5. I reject the Defendant’s submission that the amended Merab Credit Claim fails sufficiently to plead the legal duty alleged to have been breached.

6. Despite the deficiencies identified in paragraphs (2), (3) and (4) above, I do not think the Claimant should here and now be shut out from pursuing the Merab Credit Claim. Instead, I am persuaded that the Claimant should be given one last chance to produce an acceptable pleading that addresses the identified deficiencies.

7. The substitute claim should plead a “one-off” grant of credit to Merab and should not involve annexing copies of contractual documents to the Points of Claim. Instead, the contractual terms sought to be relied on should be simply be pleaded out as part of the substitute claim. The purpose of pleadings is to set out a party’s case in a free-standing document in clear concise language. As a general rule, this purpose is subverted if documents are annexed to the pleading and thus the annexing of documents to pleadings should only be adopted in exceptional cases where the claim or defence, as the case may be, involves a great many terms or conditions contained in particular documents. The present proceedings are not such an exceptional case.

8. The substitute claim should therefore be a free-standing pleading entire in itself which the Claimant will not be permitted to construe by reference to some document separate from the pleading such as an affidavit intended to be deployed as an explanatory memorandum of the pleading.

9. For the sake of completeness, I deal with the following additional grounds advanced by the Defendant in support of the 26 March 2020 Application which I do not accept because they do not go to any insufficiency of pleading but involve questions of fact that can only resolved at trial.

(a) The Merab claim was not raised until February 2019, 10 months after the Defendant was dismissed, yet it is based on events occurring in 2015.

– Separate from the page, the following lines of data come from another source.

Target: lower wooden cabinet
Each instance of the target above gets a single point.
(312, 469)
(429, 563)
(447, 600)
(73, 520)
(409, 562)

(b) The approval of the Merab transaction was not made under Clause 5.2 of the Credit Policy but under Clause 3 of Annex 3 to that policy.

(c) The Defendant was one of several senior officials of the Claimant who approved the sale of product to Merab, a long-standing customer of the Claimant’s subsidiary and the biggest single customer of the Claimant at the time.

(d) The terms of trading permitted to Merab in September 2015 and Merab’s continuing indebtedness to STL was known to the Claimant’s Chairman who by failing to object to the same is to be taken as having approved the said terms of trading.